Mosaic made by tiling course graduatesTwenty six men at Rimtuaka Prison are the first to earn new industry-recognised trade qualifications that could help them into employment on release.

The men graduated with the new NZ Certificate in Allied Trades qualification specialising in tiling and plastering this week. The two 17 week programmes are delivered in the prison’s trade training workshops by WelTec tutors.

Rimutaka’s Assistant Prison Director Kym Grierson says the partnership between Corrections and WelTec means prisoners can achieve qualifications and skills that meet industry needs.

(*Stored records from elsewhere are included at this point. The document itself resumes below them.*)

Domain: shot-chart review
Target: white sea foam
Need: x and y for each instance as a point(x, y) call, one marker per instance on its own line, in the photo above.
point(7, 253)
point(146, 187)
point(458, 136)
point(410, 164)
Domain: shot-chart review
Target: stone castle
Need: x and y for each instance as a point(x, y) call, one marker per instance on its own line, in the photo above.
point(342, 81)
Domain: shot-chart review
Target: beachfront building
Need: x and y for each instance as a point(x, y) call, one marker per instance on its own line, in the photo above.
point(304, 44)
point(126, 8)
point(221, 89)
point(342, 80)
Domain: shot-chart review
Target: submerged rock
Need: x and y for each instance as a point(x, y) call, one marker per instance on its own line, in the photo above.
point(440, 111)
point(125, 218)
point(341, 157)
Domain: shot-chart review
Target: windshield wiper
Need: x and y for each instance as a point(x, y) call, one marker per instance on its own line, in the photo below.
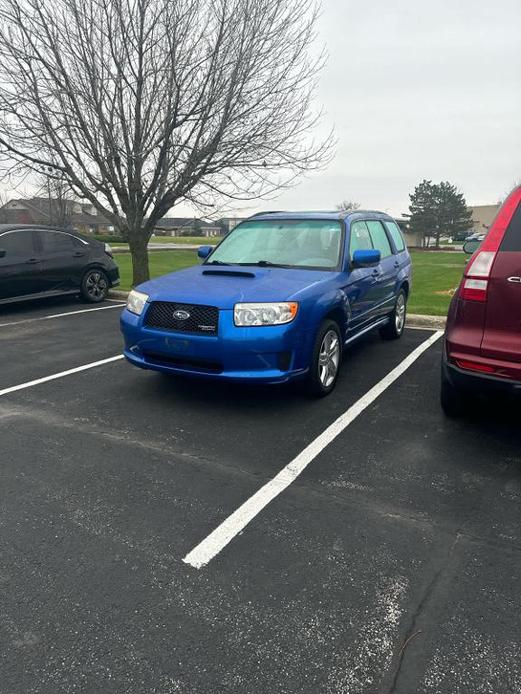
point(266, 263)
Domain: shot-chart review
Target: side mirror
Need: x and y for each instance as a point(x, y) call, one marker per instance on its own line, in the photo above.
point(204, 251)
point(368, 258)
point(470, 247)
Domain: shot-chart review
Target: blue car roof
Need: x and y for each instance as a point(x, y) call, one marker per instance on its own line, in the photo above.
point(319, 215)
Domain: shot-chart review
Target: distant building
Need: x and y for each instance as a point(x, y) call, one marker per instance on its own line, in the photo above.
point(228, 223)
point(483, 216)
point(186, 226)
point(48, 211)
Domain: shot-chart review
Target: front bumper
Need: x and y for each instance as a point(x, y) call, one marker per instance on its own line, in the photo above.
point(269, 354)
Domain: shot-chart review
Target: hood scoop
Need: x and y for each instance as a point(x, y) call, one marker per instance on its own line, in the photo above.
point(229, 273)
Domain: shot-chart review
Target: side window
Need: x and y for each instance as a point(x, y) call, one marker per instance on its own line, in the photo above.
point(17, 243)
point(360, 238)
point(396, 235)
point(379, 238)
point(54, 241)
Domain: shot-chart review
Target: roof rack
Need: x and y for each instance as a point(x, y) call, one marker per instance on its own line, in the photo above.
point(257, 214)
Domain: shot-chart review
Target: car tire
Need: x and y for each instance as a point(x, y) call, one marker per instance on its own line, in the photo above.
point(393, 330)
point(325, 360)
point(94, 285)
point(454, 401)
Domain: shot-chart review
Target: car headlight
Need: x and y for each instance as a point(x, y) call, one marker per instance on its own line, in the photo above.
point(136, 302)
point(251, 315)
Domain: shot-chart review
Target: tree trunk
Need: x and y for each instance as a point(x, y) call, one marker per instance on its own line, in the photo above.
point(138, 243)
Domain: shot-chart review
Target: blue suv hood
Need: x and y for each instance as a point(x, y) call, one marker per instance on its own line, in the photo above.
point(224, 286)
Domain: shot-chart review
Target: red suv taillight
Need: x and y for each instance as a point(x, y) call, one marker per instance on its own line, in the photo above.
point(476, 276)
point(474, 285)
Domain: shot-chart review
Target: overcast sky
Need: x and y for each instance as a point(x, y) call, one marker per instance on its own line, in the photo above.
point(418, 89)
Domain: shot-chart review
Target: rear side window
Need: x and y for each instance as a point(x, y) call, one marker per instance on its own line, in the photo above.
point(360, 238)
point(54, 241)
point(379, 238)
point(396, 235)
point(512, 238)
point(17, 243)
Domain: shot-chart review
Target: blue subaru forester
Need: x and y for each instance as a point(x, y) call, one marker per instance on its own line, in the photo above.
point(278, 299)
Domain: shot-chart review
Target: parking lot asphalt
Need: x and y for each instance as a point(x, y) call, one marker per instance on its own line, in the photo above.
point(392, 564)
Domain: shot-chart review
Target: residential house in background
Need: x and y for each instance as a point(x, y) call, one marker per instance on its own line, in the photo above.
point(483, 216)
point(186, 226)
point(228, 223)
point(49, 211)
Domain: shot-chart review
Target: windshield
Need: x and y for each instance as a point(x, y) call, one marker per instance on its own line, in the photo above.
point(287, 243)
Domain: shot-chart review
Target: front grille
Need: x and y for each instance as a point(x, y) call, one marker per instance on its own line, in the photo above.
point(202, 320)
point(184, 362)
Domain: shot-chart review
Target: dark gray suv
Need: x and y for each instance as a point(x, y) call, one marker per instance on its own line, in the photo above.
point(38, 261)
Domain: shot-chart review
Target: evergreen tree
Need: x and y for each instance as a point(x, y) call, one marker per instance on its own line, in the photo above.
point(438, 209)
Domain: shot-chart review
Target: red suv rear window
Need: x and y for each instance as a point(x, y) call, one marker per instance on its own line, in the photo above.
point(512, 239)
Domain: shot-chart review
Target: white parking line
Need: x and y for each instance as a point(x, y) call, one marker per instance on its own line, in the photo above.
point(60, 315)
point(234, 524)
point(61, 374)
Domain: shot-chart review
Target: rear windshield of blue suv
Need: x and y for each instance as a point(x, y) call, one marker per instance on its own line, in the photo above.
point(286, 243)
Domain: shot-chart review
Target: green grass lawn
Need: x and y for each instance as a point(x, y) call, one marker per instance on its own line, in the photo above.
point(435, 275)
point(161, 263)
point(192, 240)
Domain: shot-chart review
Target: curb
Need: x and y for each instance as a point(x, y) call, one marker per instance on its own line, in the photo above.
point(117, 294)
point(414, 320)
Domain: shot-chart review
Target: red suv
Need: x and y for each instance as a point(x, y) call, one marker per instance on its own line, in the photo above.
point(483, 336)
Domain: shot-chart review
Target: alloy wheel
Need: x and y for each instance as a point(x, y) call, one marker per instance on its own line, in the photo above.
point(399, 314)
point(95, 285)
point(329, 358)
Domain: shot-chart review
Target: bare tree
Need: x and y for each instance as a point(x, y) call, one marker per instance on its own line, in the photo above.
point(348, 206)
point(60, 198)
point(145, 103)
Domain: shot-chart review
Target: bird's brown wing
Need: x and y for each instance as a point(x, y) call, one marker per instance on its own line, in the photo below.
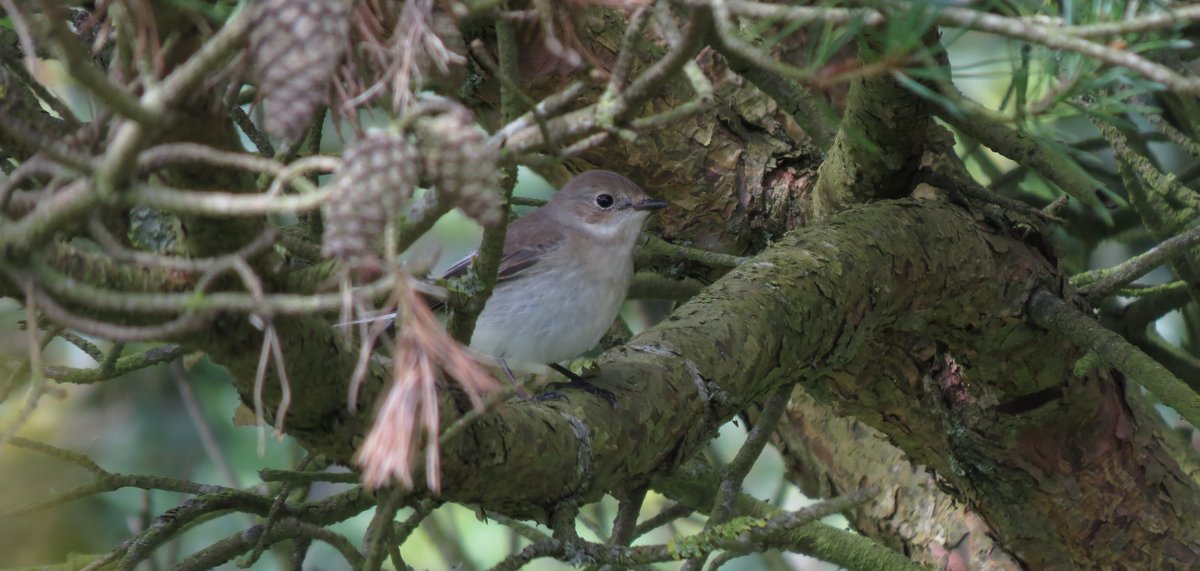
point(523, 246)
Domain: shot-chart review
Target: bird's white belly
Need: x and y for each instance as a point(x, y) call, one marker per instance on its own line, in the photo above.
point(550, 316)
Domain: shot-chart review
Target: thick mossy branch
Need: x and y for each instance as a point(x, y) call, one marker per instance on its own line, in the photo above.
point(839, 306)
point(877, 149)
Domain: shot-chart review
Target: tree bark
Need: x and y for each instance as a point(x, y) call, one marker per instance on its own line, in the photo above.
point(856, 308)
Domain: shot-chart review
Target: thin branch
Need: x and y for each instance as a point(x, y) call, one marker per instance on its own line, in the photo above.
point(1055, 314)
point(1055, 38)
point(1097, 284)
point(123, 366)
point(735, 473)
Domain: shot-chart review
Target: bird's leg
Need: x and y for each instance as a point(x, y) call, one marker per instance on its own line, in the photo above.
point(516, 386)
point(575, 382)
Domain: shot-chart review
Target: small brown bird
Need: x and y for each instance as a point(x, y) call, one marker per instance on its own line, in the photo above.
point(564, 274)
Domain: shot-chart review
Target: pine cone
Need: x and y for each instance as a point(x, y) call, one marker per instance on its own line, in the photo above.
point(461, 164)
point(295, 47)
point(377, 176)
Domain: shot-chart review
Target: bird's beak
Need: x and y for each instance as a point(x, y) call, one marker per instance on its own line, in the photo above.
point(651, 204)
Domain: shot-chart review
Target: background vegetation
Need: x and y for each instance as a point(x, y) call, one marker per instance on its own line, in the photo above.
point(940, 257)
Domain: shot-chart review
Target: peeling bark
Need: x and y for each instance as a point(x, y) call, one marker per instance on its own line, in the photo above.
point(1055, 462)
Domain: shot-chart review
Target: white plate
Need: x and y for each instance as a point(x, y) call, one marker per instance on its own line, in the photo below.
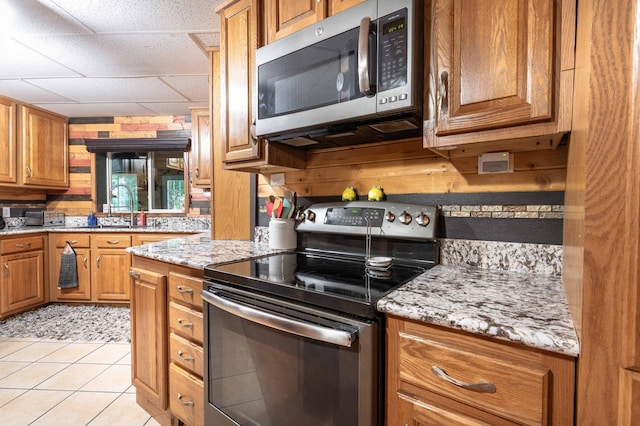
point(379, 262)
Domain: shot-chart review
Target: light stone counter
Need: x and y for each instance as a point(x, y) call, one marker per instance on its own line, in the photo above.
point(198, 251)
point(522, 308)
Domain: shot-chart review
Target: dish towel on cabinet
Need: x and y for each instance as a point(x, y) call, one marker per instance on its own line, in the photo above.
point(68, 268)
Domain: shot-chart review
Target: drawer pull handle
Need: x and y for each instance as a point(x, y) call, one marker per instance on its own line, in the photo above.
point(185, 324)
point(184, 358)
point(189, 403)
point(484, 387)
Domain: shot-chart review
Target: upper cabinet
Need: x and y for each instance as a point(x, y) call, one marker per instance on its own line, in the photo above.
point(239, 39)
point(201, 148)
point(34, 145)
point(500, 70)
point(44, 149)
point(8, 141)
point(283, 17)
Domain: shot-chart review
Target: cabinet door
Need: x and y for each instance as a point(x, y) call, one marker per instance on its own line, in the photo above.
point(494, 63)
point(238, 42)
point(284, 17)
point(83, 263)
point(337, 6)
point(8, 141)
point(44, 149)
point(22, 281)
point(109, 271)
point(201, 148)
point(149, 335)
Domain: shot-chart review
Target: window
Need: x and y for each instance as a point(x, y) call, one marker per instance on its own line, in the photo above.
point(152, 181)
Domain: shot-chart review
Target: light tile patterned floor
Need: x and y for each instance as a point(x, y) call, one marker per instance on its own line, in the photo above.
point(52, 382)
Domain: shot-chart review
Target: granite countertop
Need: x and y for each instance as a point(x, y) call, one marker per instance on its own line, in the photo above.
point(148, 229)
point(198, 251)
point(523, 308)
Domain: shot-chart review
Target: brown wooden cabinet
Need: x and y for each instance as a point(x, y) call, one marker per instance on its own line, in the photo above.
point(500, 71)
point(497, 383)
point(202, 168)
point(149, 339)
point(8, 141)
point(167, 334)
point(23, 280)
point(44, 149)
point(240, 26)
point(283, 17)
point(110, 267)
point(82, 246)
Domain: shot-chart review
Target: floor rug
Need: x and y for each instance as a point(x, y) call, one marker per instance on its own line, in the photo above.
point(71, 322)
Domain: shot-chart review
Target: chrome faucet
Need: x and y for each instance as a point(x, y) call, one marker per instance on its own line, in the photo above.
point(132, 219)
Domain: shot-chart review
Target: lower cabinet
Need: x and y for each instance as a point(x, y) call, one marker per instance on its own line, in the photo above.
point(102, 264)
point(23, 280)
point(437, 376)
point(166, 340)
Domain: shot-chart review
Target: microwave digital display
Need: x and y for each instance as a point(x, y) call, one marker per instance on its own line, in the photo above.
point(390, 27)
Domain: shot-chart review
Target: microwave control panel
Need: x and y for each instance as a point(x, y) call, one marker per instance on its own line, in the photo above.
point(392, 57)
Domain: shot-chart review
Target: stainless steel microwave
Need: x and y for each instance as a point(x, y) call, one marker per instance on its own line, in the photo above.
point(355, 77)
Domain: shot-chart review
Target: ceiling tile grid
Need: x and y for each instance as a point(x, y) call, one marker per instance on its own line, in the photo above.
point(107, 58)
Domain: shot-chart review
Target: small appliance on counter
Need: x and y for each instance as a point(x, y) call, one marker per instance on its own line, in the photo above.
point(44, 218)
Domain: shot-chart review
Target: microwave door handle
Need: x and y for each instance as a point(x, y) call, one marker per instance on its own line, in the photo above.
point(288, 325)
point(363, 57)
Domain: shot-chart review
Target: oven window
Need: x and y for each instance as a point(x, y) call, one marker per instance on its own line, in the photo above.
point(261, 376)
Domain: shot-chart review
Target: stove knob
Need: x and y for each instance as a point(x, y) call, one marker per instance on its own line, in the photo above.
point(311, 216)
point(423, 219)
point(405, 218)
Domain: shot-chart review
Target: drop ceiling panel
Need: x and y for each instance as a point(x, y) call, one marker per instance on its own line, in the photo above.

“We have worked with WelTec to ensure programmes that are delivered at Rimutaka Prison address the needs of the construction industry and this includes house-building and related trades.”

“We’re also excited to be part of the new industry-focused New Zealand qualifications.”

It’s the first time a tiling programme has been run in the prison.

“The men have gained hands-on skills that could lead to apprenticeships in areas where there is a recognised skills shortage,” says Ms Grierson.

Speaking at the graduation ceremony in the prison’s trades workshops, Neil McDonald Head of Construction WelTec and Whitireia told the men, “You are the first graduates in New Zealand achieving these brand new qualifications.”

“You now have qualifications that are directly related to industry needs.  You have shown perseverance at something that is not easy.  Employers need work-ready people across the construction industry.”

Stuart Boyce, General Manager of Wellington tiling company All About Tiles was on hand to view the men’s work at the graduation ceremony.

“Tiling and Plastering are really good trades to get into.  I can’t get trades people at the moment so it’s great to see these 26 men graduating with a New Zealand qualification.

“These qualifications are recognised by industry and signal to an employer that you have the right skills and attributes to make a positive contribution on day one of employment.”

A graduate of the plastering course, Mark*, said it was his first trade course, and he was proud of his qualification. “I completed my [plastering] booth and had a little cry because I’ve never really accomplished anything before. It’s a really good trade.”

Other graduates were equally appreciative of the programme, with one saying, “Thank you WelTec tutors.  We have something more valuable for our lives.  We are grateful to our tutors for sharing their skills with us.”

Twelve prisoners gained the New Zealand Certificate in Construction Trade Skills (Level 3) Allied Trades – Tiling.

Fourteen gained the New Zealand Certificate in Construction Trade Skills (Level 3) Allied Trades – Plastering.

“Both trade programmes have a large practical element with a theory base to ensure graduates meet workplace capabilities,” says Neil McDonald.

WelTec tutors teach trades and technical skills including literacy and numeracy in the prison workshops supported by Corrections’ custodial officers.

The programmes that prisoners complete and the qualifications gained in prison are the same as the external programmes delivered by WelTec and Whitireia at their campus in Petone and Porirua.

In the last financial year 3,894 qualifications were achieved by prisoners nationally. Just under 2,000 prisoners participated in trades training.